The Death Valley Precipitation Anomaly
Imagine you’re analyzing 150 years of Death Valley precipitation data:
- 1870-2019: Consistent annual rainfall averaging 1.5-2.0 inches
- Natural variations of ±0.5 inches
- Patterns align with regional climate data
- Correlates with nearby weather stations
- Confirmed by geological evidence
- Supported by vegetation patterns
Then suddenly, in 2020:
- Recorded rainfall: 47 inches
- 2,350% increase from historical average
- No corresponding regional precipitation increases
- No major atmospheric river events recorded
- No satellite confirmation of extreme weather
- Limited observer access during measurement period
Most puzzling, in 2021-2024:
- Rainfall returns to exactly 1.9 inches
- Perfectly aligned with historical trend
- No evidence of previous year’s deluge
- No altered erosion patterns
- No changes in alluvial fan deposits
- No flood debris accumulation
- No vegetation pattern changes
The Scientific Dilemma
As geographers examining this data, you’d face several critical questions:
- Physical Evidence: How did 47 inches of rain leave no geological signature?
- Regional Context: Why didn’t surrounding areas record any unusual precipitation?
- Environmental Impact: Where’s the evidence of flooding, erosion, or vegetation response?
- Salt Pan Effects: Why do the salt flats show no signs of such massive water influx?
- Documentation: Why no photographic or satellite evidence of this extreme event?
The Modern Measurement Controversy
Now imagine someone arguing: “Today’s normal measurements must be wrong – look at all the tourists! Look at all the cars in the parking lots!

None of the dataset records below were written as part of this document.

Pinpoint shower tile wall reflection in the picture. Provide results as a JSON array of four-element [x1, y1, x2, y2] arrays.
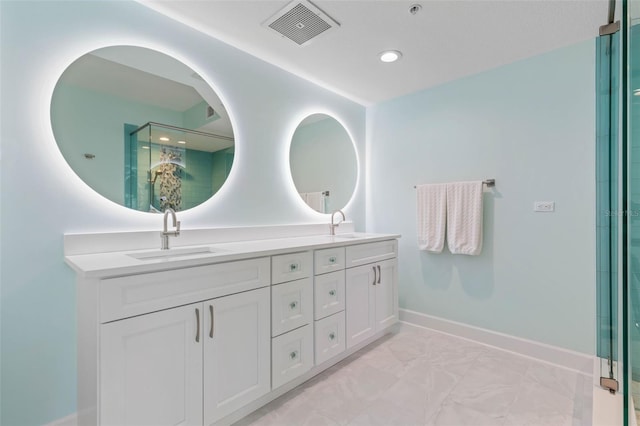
[[125, 124, 234, 212]]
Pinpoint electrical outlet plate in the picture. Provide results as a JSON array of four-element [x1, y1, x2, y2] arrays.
[[533, 201, 556, 212]]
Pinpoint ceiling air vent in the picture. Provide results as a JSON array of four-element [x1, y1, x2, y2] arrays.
[[262, 0, 340, 46]]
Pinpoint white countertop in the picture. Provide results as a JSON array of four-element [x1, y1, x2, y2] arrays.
[[65, 233, 400, 278]]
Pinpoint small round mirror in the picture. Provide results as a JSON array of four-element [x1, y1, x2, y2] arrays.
[[51, 46, 234, 212], [289, 114, 358, 213]]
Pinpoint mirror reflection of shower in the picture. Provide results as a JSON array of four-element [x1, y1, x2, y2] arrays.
[[125, 122, 234, 213]]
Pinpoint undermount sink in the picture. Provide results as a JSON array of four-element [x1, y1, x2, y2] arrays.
[[329, 234, 365, 239], [127, 247, 224, 260]]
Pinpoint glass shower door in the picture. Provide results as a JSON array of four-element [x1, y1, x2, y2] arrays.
[[596, 25, 624, 391], [622, 1, 640, 424]]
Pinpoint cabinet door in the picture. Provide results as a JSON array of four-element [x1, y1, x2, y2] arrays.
[[271, 278, 313, 337], [345, 265, 377, 348], [376, 259, 398, 331], [100, 303, 204, 426], [313, 271, 345, 320], [204, 287, 271, 425]]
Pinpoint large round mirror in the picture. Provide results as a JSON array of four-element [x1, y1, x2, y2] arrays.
[[289, 114, 358, 213], [51, 46, 234, 212]]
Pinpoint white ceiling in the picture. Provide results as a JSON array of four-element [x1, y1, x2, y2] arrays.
[[139, 0, 608, 105]]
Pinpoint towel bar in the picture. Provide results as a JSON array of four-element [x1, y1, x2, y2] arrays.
[[413, 179, 496, 188]]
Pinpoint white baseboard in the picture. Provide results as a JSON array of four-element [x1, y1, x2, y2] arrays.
[[45, 413, 78, 426], [400, 309, 594, 376]]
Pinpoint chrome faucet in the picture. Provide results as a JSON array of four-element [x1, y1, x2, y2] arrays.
[[329, 210, 347, 235], [160, 208, 180, 250]]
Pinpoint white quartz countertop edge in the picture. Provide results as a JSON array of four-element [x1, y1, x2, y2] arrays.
[[65, 233, 400, 278]]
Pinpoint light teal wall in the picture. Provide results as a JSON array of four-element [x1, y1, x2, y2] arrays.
[[0, 0, 366, 426], [367, 41, 595, 354], [51, 84, 183, 204]]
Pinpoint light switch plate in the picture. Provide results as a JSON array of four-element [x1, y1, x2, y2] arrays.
[[533, 201, 556, 212]]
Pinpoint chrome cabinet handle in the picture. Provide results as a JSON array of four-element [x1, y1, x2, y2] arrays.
[[196, 308, 200, 342], [209, 305, 214, 338]]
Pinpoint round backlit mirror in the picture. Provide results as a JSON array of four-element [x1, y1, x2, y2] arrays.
[[51, 46, 234, 212], [289, 114, 358, 213]]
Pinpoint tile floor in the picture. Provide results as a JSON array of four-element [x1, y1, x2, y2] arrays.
[[235, 324, 592, 426]]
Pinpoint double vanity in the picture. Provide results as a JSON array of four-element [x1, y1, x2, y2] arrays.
[[65, 225, 398, 425]]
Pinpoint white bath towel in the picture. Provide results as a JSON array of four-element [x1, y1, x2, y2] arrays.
[[305, 192, 325, 213], [447, 181, 483, 256], [416, 184, 447, 253]]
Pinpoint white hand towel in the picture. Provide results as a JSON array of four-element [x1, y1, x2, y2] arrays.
[[305, 192, 324, 213], [416, 184, 447, 253], [447, 181, 483, 256]]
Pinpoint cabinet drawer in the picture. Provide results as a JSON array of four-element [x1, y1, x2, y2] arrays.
[[313, 271, 345, 320], [313, 247, 345, 275], [271, 325, 313, 389], [271, 251, 313, 284], [346, 239, 398, 268], [100, 257, 270, 323], [271, 278, 313, 336], [314, 311, 347, 365]]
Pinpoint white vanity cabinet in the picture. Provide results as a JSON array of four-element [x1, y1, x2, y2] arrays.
[[78, 257, 271, 426], [314, 247, 346, 365], [271, 251, 313, 389], [100, 287, 270, 426], [101, 303, 203, 425], [346, 240, 398, 348], [66, 234, 398, 426]]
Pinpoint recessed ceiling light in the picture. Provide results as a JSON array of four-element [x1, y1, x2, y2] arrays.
[[378, 50, 402, 62]]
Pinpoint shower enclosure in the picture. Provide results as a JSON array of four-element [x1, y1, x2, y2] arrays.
[[125, 122, 234, 212], [597, 0, 640, 425]]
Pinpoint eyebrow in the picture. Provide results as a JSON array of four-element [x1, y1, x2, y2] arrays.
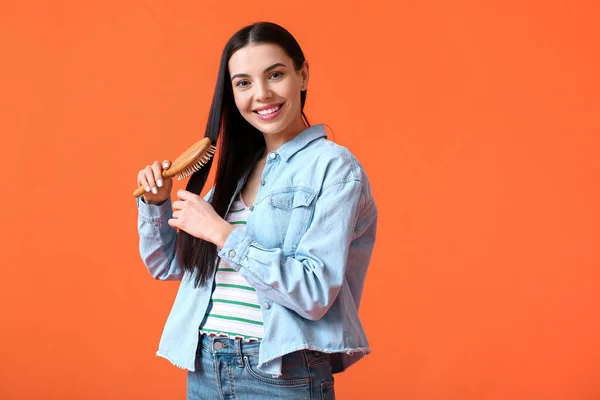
[[231, 63, 286, 80]]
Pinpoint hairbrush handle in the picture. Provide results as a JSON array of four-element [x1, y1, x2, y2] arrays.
[[133, 168, 176, 198], [133, 137, 216, 198]]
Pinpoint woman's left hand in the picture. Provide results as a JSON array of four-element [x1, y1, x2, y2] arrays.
[[168, 190, 234, 248]]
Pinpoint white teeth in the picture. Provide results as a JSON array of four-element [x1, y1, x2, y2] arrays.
[[257, 106, 281, 115]]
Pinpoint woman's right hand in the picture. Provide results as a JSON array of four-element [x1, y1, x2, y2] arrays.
[[137, 160, 173, 204]]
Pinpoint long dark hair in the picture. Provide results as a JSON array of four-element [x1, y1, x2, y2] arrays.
[[177, 22, 310, 287]]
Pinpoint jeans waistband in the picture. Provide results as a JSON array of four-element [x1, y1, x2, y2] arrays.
[[200, 334, 260, 358]]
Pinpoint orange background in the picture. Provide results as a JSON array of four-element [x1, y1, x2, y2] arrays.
[[0, 0, 600, 400]]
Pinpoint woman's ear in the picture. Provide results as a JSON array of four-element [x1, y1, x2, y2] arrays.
[[300, 61, 309, 91]]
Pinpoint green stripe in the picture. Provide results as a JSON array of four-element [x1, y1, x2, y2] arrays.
[[213, 299, 260, 309], [217, 283, 256, 292], [200, 328, 262, 339], [208, 314, 263, 325]]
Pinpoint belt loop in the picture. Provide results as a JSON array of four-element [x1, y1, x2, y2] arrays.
[[234, 338, 244, 368]]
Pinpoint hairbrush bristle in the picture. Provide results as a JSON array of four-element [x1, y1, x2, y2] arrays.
[[177, 146, 217, 180]]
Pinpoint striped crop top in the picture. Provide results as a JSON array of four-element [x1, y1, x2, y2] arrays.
[[200, 192, 264, 341]]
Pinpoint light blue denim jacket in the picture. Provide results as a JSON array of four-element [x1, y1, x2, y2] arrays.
[[137, 125, 377, 376]]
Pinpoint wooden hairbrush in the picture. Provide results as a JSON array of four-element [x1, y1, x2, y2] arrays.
[[133, 137, 217, 197]]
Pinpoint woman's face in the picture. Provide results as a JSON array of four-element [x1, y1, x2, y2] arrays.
[[229, 44, 308, 136]]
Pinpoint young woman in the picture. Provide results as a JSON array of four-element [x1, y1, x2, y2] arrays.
[[137, 23, 377, 400]]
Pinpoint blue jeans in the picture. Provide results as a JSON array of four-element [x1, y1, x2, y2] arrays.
[[187, 335, 335, 400]]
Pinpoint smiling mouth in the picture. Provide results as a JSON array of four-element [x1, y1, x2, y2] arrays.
[[252, 104, 283, 116]]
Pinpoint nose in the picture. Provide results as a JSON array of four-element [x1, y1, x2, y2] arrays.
[[255, 82, 272, 101]]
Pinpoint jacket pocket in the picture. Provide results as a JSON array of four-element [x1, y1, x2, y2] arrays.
[[269, 187, 316, 256]]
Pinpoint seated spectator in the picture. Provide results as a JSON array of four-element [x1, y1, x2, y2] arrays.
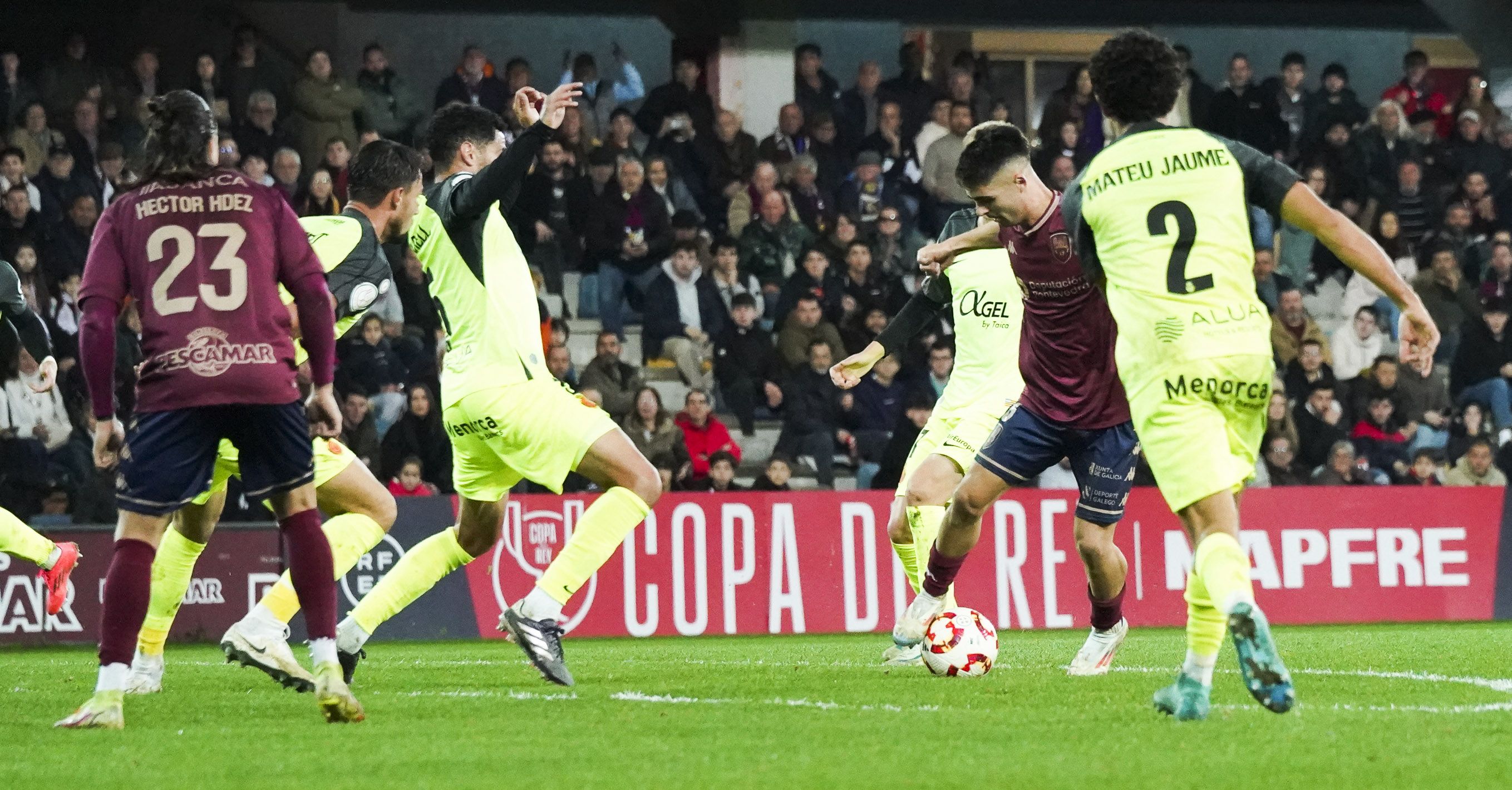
[[1261, 435, 1308, 486], [1311, 440, 1371, 485], [1449, 299, 1512, 444], [378, 384, 452, 491], [709, 236, 762, 314], [578, 331, 646, 422], [388, 455, 440, 497], [772, 246, 845, 326], [751, 455, 792, 491], [641, 241, 726, 389], [293, 167, 342, 216], [342, 393, 380, 470], [673, 389, 741, 480], [741, 190, 812, 311], [1350, 396, 1411, 479], [1255, 249, 1297, 315], [713, 293, 782, 437], [546, 343, 578, 389], [838, 151, 898, 228], [777, 340, 854, 488], [1293, 379, 1353, 468], [1329, 307, 1385, 381], [1402, 450, 1444, 486], [1444, 438, 1508, 488], [777, 293, 844, 373], [620, 387, 691, 479], [587, 159, 671, 338], [337, 314, 408, 434], [1270, 287, 1333, 367], [435, 44, 514, 115]]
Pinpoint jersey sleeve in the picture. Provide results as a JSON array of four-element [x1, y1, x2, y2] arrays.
[[1214, 135, 1302, 216], [1060, 175, 1102, 283]]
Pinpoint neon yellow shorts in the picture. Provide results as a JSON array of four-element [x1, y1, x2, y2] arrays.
[[897, 403, 1007, 497], [190, 438, 357, 505], [441, 379, 617, 501], [1124, 355, 1276, 512]]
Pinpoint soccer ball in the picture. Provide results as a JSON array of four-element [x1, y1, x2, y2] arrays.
[[924, 606, 998, 678]]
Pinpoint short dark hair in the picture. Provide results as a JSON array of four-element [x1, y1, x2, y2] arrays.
[[426, 103, 504, 167], [346, 141, 422, 205], [956, 121, 1030, 189], [1092, 30, 1183, 124]]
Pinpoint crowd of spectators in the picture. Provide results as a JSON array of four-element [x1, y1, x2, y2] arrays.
[[0, 27, 1512, 520]]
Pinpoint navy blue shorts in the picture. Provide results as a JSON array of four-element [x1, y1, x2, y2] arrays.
[[977, 405, 1139, 524], [115, 401, 314, 515]]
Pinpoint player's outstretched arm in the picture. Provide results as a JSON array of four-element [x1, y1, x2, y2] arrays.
[[919, 222, 1002, 275], [452, 82, 582, 218], [1280, 183, 1440, 374]]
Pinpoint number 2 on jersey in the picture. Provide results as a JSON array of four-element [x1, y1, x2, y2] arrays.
[[1146, 201, 1213, 293], [147, 222, 247, 315]]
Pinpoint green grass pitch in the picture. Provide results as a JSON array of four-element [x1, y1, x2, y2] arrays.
[[0, 623, 1512, 790]]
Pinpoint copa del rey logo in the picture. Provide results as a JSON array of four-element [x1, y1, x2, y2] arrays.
[[489, 500, 599, 631]]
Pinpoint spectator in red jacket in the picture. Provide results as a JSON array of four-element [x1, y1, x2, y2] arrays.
[[388, 455, 440, 497], [1381, 50, 1455, 137], [674, 389, 741, 480]]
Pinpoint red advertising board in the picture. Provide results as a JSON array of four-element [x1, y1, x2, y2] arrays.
[[466, 488, 1503, 636]]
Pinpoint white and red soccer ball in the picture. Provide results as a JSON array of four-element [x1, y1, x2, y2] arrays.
[[924, 606, 998, 678]]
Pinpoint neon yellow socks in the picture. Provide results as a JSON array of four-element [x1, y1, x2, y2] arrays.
[[257, 514, 384, 624], [136, 527, 204, 655], [525, 486, 650, 610], [346, 525, 475, 634], [0, 507, 55, 565]]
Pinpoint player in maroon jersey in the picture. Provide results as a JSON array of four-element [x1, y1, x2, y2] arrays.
[[894, 122, 1139, 675], [57, 91, 363, 728]]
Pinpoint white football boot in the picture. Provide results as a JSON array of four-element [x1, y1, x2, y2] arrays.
[[126, 651, 163, 693], [1066, 618, 1130, 677], [892, 591, 945, 648]]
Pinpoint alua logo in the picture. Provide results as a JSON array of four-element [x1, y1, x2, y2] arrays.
[[956, 289, 1008, 319], [489, 500, 599, 631], [342, 535, 403, 606]]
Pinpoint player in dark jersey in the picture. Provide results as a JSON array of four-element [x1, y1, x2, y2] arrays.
[[0, 260, 80, 615], [894, 122, 1139, 675], [57, 91, 363, 729]]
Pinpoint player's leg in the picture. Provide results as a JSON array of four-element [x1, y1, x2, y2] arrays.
[[56, 408, 219, 729], [233, 402, 365, 722], [499, 426, 661, 686], [892, 464, 1008, 646], [0, 507, 83, 615], [1066, 423, 1139, 675]]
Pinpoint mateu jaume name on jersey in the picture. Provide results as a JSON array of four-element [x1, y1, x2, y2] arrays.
[[133, 172, 254, 219], [1081, 145, 1234, 201]]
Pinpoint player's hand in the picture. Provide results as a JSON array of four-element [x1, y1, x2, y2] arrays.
[[532, 82, 582, 129], [95, 417, 126, 470], [919, 241, 956, 275], [1397, 299, 1440, 376], [304, 384, 342, 438], [30, 357, 57, 393], [830, 340, 886, 389]]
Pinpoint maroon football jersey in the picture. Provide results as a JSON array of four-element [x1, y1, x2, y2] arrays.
[[80, 169, 322, 412], [998, 192, 1130, 429]]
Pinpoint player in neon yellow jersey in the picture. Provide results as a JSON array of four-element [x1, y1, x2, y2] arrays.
[[1061, 30, 1440, 719], [830, 209, 1023, 666], [126, 141, 420, 693], [336, 83, 661, 686]]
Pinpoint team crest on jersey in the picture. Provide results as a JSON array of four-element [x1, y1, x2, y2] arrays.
[[1050, 233, 1071, 263]]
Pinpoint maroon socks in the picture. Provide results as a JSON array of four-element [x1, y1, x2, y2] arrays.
[[278, 507, 336, 639], [100, 538, 157, 666], [924, 544, 966, 598], [1087, 585, 1128, 631]]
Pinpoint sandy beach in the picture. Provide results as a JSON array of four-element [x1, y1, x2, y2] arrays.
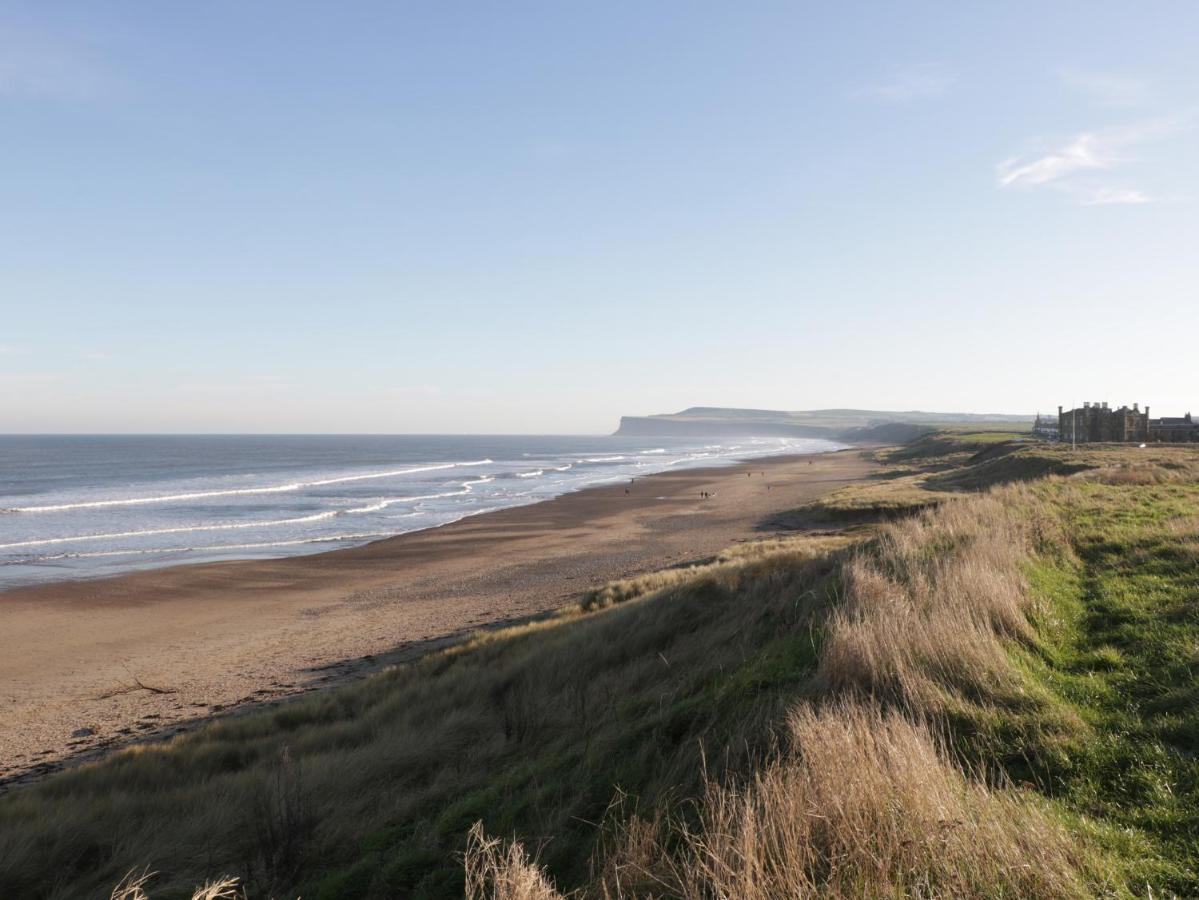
[[0, 451, 872, 785]]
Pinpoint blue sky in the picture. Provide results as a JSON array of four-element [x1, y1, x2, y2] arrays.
[[0, 0, 1199, 433]]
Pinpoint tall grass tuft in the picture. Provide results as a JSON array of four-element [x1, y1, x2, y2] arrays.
[[464, 822, 562, 900], [818, 489, 1032, 717]]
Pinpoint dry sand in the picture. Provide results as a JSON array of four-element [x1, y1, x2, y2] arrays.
[[0, 451, 872, 786]]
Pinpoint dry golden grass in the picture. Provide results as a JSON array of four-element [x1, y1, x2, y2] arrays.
[[109, 872, 246, 900], [580, 534, 858, 611], [819, 489, 1031, 717], [464, 822, 562, 900], [468, 701, 1093, 900], [462, 488, 1104, 900]]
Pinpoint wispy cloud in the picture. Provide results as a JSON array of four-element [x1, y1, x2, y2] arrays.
[[995, 116, 1189, 206], [852, 62, 957, 103], [0, 22, 114, 101], [1058, 68, 1153, 108]]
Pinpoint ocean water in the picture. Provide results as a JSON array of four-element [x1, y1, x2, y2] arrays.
[[0, 435, 838, 588]]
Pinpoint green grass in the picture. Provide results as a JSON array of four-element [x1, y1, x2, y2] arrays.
[[1024, 483, 1199, 896]]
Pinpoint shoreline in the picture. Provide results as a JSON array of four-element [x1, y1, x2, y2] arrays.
[[0, 440, 848, 599], [0, 447, 872, 790]]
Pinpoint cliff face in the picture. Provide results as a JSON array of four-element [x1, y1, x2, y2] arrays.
[[616, 416, 836, 439], [616, 406, 1032, 440]]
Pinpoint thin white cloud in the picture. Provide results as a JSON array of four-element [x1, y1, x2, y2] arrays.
[[995, 115, 1189, 206], [998, 134, 1119, 187], [854, 62, 957, 103], [0, 22, 113, 101], [1058, 68, 1153, 108], [1081, 187, 1153, 206]]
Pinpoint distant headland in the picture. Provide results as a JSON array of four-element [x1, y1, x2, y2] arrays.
[[615, 406, 1035, 440]]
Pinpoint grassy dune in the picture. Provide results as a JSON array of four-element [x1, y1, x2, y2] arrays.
[[0, 434, 1199, 900]]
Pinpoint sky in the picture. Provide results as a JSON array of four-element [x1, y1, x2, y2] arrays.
[[0, 0, 1199, 434]]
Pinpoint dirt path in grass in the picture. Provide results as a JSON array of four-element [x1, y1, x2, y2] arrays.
[[0, 451, 874, 786]]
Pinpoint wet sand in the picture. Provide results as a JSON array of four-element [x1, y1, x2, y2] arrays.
[[0, 451, 873, 785]]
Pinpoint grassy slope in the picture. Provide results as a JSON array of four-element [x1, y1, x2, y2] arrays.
[[0, 433, 1199, 898]]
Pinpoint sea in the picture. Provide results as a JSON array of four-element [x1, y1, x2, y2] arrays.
[[0, 435, 840, 590]]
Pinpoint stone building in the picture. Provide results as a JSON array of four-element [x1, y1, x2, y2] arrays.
[[1058, 403, 1149, 443], [1032, 412, 1061, 441], [1149, 412, 1199, 443]]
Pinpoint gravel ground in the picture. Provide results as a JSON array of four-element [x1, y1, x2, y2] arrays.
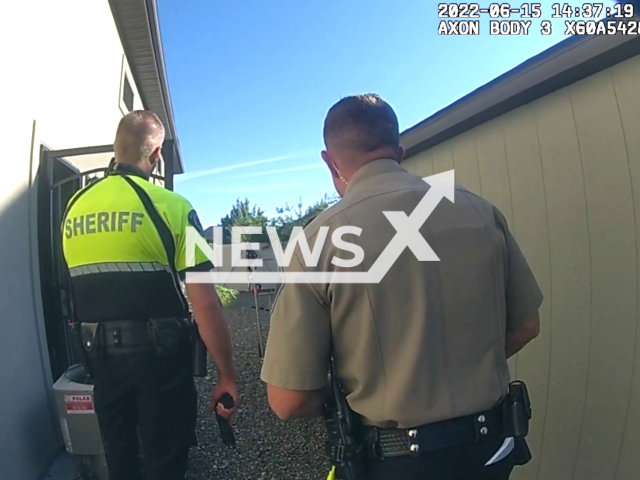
[[187, 293, 329, 480]]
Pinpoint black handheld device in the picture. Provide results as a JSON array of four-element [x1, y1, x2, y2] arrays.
[[214, 393, 236, 447]]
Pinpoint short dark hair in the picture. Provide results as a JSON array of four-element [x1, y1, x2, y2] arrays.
[[323, 93, 400, 152]]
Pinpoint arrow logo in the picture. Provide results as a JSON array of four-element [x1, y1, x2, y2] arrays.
[[186, 170, 455, 284]]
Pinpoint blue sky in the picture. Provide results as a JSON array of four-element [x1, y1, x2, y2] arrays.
[[158, 0, 614, 227]]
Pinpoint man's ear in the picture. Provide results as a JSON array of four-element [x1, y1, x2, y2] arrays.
[[398, 147, 407, 163], [320, 150, 339, 178], [149, 147, 162, 167]]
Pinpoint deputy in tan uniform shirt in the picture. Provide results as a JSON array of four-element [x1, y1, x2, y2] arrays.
[[262, 95, 542, 480]]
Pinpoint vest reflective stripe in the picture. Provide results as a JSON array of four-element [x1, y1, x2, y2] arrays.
[[69, 262, 171, 277]]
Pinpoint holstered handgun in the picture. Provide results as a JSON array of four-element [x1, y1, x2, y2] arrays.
[[324, 359, 368, 480], [503, 380, 532, 465]]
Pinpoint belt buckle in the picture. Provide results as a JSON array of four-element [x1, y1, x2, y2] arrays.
[[111, 327, 122, 347], [406, 428, 420, 458], [473, 412, 490, 443]]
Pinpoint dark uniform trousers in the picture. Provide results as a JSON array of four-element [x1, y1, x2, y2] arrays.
[[91, 348, 197, 480], [369, 436, 514, 480]]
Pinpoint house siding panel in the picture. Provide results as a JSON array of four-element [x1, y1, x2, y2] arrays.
[[523, 92, 591, 480], [611, 52, 640, 480], [408, 57, 640, 480]]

Social media is full of Death Valley visitors!”
This mirrors our election scenario perfectly:
- Questioning normal measurements that:
- Fit 150 years of patterns
- Match regional data
- Show expected physical evidence
- Can be independently verified
- Follow known natural laws
- While accepting anomalous measurements that:
- Defy historical patterns
- Show no physical evidence
- Left no lasting traces
- Had limited verification
- Cannot be independently confirmed
The Scientific Conclusion
In geography, as in election analysis, when presented with two scenarios:
- A return to normal patterns under intense scrutiny
- An unprecedented anomaly under limited observation
The scientific method suggests we question the anomaly, not the return to established patterns.